Prof. Jessica Hassel

Den Deutschen Krebspreis 2026 in der Kategorie „Klinische Forschung“ erhält Frau Prof. Dr. Jessica Hassel, Medizinische Fakultät Heidelberg der Universität Heidelberg, Universitätsklinikum Heidelberg und NCT Heidelberg. Seit vielen Jahren engagiert sie sich für die Entwicklung neuer Therapieansätze für Patient*innen mit fortgeschrittenem Hautkrebs und Aderhautmelanomen sowie für eine stärker patientenzentrierte Versorgung in der Dermatoonkologie.

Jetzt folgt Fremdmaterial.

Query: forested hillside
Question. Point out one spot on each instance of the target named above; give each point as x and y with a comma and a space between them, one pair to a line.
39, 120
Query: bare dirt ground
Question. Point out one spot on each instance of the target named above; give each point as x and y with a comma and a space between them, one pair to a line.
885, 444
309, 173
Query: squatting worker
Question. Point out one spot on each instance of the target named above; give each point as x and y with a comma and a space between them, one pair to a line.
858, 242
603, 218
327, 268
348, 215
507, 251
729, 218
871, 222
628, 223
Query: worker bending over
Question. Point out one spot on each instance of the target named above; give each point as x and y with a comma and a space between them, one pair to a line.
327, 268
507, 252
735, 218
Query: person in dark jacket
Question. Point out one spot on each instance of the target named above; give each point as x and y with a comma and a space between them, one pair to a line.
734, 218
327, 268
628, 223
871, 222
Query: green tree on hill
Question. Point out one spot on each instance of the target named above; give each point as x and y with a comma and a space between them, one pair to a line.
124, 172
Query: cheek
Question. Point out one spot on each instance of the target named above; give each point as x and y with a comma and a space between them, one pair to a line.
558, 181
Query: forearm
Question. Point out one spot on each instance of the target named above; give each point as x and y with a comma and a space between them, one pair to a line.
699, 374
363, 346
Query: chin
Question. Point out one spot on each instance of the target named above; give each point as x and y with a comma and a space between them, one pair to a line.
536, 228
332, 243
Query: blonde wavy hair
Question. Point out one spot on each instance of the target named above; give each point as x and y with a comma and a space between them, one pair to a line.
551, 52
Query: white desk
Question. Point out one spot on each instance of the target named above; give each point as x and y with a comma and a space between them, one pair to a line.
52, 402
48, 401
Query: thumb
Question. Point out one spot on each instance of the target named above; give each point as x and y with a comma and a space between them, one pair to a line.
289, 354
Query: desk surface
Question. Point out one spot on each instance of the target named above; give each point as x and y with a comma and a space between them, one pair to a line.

Ein Schwerpunkt ihrer Arbeit liegt in der Durchführung klinischer Studien zum Einsatz innovativer Immuntherapien. So hat Professorin Hassel unter anderem dazu beitragen, Strategien für RNA-Vakzine, Therapieprinzipien für immunmodulatorische Krebsimpfstoffe und für den bispezifischen Wirkstoff Tebentafusp zu entwickeln. Darüber hinaus untersucht sie translationale Fragestellungen, die Forschungsergebnisse schneller in die klinische Praxis überführen sollen. So etablierte sie beispielsweise neue Liquid-Biopsy-Methoden für das Therapiemonitoring sowie verbesserte bildgebungsbasierte Kriterien zur Beurteilung der Wirkung von Therapien.

Ein besonderes Anliegen ist Professorin Hassel zudem die Stärkung der Patient*innen in schwierigen medizinischen Entscheidungsprozessen. Im PEF-Immun-Projekt entwickelte sie evidenzbasierte Entscheidungshilfen für Menschen mit Hautkrebs, die Betroffene dabei unterstützen, gemeinsam mit ihren behandelnden Ärzt*innen informierte Therapieoptionen zu wählen. Diese Angebote stärken heute die patientenzentrierte Versorgung in der Dermatoonkologie.